I looked down at the top of her head and wished that this whole stinking business was over. It had suddenly come to me that a burnt-out hospital littered with corpses wasn’t the best place in the world to tell a girl that you were falling in love with her. I would have to wait for a calm sea and romantic moonlight, with perhaps the strains of a love song echoing from the saloon.

And for the moment I was sickened of the whole chase. How Mark came to die, where his stupid treasure of cobalt lay, none of it mattered. I wanted to be done with the whole affair – bar Clare. And I couldn’t get out of any of it that easily. I recognized the symptoms of exhaustion and sat up, bracing myself.

She saw the expression in my eyes and looked away quickly, but I think she read it all there. She said, ‘We’ve got to go through with this now, Mike. We can’t let Suarez-Navarro get away with it – if it is them. All this would go for nothing if we did that.’

‘I know; but it won’t last forever, Clare. There’ll be better days coming. I’m all right now. Were any of our chaps hurt besides me?’

‘Scorches, a few scrapes. None worse than you,’ she told me.

‘Good. We have to start getting clear of this lot, then. The local people must carry on until we can get word back.’ I left her and went to where Piro was standing and was aware that she was watching me. I would have given anything to be elsewhere with her than on that beach.

I said to Piro, ‘What will you do now?’

He turned a sad face to me. ‘We build again. All Tanakabu people built more here – many huts. But no doctor …’

I said, ‘Piro, Mr Campbell there has money, more than he needs. He will send doctors and you will get a proper hospital, like the one in Papeete. But first we must go back there and tell the police what happened here. Can you write a message for me?’

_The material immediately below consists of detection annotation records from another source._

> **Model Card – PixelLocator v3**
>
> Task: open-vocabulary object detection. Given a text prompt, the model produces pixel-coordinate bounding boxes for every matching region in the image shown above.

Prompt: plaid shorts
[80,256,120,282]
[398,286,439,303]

But it turned out that Piro could not write, nor even sign his name, which was a pity – I wanted a witnessed account of the event to take back, but with Schouten dead there was nobody else to turn to for it.

We buried the dead in the hospital cemetery. I asked about a priest but apparently Schouten had stood in himself for such occasions. They produced a Bible and Campbell pronounced a few words, though few of the locals could understand him. He said, ‘We commit to the earth the bodies of those who are the innocent victims of a dreadful crime. “Vengeance is mine”, saith the Lord, but it may be He will use men like us as His instrument. I hope so.’

Then he turned and walked away down the beach, a sad and lonely figure.

Schouten was given a grave in a place apart from the others. I thought this might be because of differing religions, but it appeared that they wished to make his resting-place special, and it was clear that they mourned him deeply. I thought that he would have a better memorial
than he might ever have realized would be his lot, and was glad of it.

The islanders were already clearing away rubble, and most of the patients had vanished into other homes, when we left that afternoon. There was nothing we could find to take with us as proof of the disaster – the hospital records and all Schouten’s personal belongings had been destroyed. We took photographs, though, and I included a couple of the natives gathering round Campbell and Ian to shake their hands, as proof of our friendship, and also of the crew at the mass funeral.

As Ian conned
Esmerelda
out through the pass of Tanakabu he asked sadly, ‘What kind of men are they to do a thing like that? You told us they were dangerous – they seem demented, Mike.’

‘They must be psychopaths,’ I said. ‘From what I learned from the Dutch doctor Hadley certainly is.’

Shorty Powell came on deck, white-faced, at the same time that Campbell emerged looking thunderous. ‘I’ve got something to show you,’ he said, and took me down to Kane’s cabin together with Ian. On the bunk lay a brown-painted gadget which Shorty had clearly recognized and shown to Campbell.